𝗟𝗮𝘁𝗲𝗻𝗰𝘆 𝗥𝗲𝗱𝘂𝗰𝘁𝗶𝗼𝗻 𝘄𝗶𝘁𝗵 𝗘𝗱𝗴𝗲 𝗖𝗼𝗺𝗽𝘂𝘁𝗶𝗻𝗴
A checkout button worked. But the delay cost the business a customer.
The system was stable. The API worked. The backend scaled.
Users still left. They left because the app was slow. In modern web apps, slow is broken.
Latency is the delay between a user action and a system response. A 100ms delay feels noticeable. Users expect instant responses.
One e-commerce platform saw this firsthand. They launched a new feature. Everything worked. But users far from the central server faced delays during checkout.
Cart abandonment went up. The problem was the distance between users and servers.
Edge computing fixes this. It processes data near the user instead of a central cloud.
Standard flow: User to Cloud Server to Response
Edge flow: User to Edge Node to Response
Less distance means faster speed.
How to reduce latency with edge computing:
- Move logic to the edge: Perform authentication checks near the user.

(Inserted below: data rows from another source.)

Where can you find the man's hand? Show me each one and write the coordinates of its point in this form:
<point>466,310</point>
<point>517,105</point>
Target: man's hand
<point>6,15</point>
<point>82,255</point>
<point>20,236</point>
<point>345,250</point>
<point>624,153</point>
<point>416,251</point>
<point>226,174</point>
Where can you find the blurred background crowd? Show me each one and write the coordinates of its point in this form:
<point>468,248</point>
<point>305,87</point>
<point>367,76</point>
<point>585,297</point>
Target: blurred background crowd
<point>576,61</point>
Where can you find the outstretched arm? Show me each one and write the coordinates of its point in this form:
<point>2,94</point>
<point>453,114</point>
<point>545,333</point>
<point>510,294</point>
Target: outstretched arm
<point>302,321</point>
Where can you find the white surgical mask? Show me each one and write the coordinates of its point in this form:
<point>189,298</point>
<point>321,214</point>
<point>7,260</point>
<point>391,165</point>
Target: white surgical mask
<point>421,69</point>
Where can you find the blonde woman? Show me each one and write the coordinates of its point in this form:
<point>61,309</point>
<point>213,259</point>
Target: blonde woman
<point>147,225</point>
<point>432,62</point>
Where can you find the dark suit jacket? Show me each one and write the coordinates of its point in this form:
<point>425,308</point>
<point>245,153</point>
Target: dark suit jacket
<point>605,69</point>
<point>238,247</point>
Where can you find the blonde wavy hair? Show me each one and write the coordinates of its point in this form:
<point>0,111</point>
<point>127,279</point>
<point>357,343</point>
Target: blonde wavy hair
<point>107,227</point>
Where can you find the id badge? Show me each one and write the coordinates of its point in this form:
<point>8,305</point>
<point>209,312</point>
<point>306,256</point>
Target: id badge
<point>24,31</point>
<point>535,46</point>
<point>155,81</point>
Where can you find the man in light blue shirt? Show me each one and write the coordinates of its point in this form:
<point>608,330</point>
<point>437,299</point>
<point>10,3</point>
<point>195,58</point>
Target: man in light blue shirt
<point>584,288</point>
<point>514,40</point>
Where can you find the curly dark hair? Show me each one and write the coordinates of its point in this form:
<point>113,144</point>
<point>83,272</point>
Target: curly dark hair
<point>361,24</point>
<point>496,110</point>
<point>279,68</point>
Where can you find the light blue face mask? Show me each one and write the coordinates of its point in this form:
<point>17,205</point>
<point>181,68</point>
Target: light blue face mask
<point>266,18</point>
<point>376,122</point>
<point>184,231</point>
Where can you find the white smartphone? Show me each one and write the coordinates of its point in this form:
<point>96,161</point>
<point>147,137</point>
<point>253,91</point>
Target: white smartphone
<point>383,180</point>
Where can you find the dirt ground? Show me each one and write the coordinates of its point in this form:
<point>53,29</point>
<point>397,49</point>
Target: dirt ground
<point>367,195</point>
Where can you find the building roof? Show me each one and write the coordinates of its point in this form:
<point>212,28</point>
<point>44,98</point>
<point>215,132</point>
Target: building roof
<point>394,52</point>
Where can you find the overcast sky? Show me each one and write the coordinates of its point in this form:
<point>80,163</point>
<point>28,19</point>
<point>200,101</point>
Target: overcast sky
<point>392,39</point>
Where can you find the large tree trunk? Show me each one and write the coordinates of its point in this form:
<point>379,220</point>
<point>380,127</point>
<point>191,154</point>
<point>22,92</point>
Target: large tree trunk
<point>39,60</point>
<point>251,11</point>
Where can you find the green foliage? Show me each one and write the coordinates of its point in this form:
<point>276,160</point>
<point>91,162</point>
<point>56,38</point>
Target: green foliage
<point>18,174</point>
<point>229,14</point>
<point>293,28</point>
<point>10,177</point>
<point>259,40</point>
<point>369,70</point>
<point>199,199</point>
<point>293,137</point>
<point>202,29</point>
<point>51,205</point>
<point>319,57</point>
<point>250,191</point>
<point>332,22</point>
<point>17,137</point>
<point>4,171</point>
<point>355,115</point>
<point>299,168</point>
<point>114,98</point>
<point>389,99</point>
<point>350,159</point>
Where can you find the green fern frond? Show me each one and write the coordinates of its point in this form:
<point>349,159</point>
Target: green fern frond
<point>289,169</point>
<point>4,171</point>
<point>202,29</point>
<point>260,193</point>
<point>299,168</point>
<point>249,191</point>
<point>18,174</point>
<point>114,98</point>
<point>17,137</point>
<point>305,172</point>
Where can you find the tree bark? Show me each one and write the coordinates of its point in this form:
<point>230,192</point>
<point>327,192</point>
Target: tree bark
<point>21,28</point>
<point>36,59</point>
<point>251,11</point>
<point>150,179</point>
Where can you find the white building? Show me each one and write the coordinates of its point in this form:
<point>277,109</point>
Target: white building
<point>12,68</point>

- Intelligent caching: Store static assets at the edge to avoid trips to the origin server.
- Use CDNs: Distribute content across global locations for faster page loads.
- Compress data: Smaller JSON responses move faster.
The best systems use both:
- Edge for real-time processing.
- Cloud for heavy computation.
Precompute data at edge locations. Route requests to the nearest node.
Industries using this now:
- Autonomous vehicles
- E-commerce
- Online gaming
- Healthcare
- Streaming
A common mistake is sending every request to a central cloud server.
The rule is simple: The closer the computation is to the user, the faster the experience.
Latency is a user experience problem. Reducing it keeps users engaged.
What impacts latency most in your apps? Is it network distance, server performance, API design, or data size?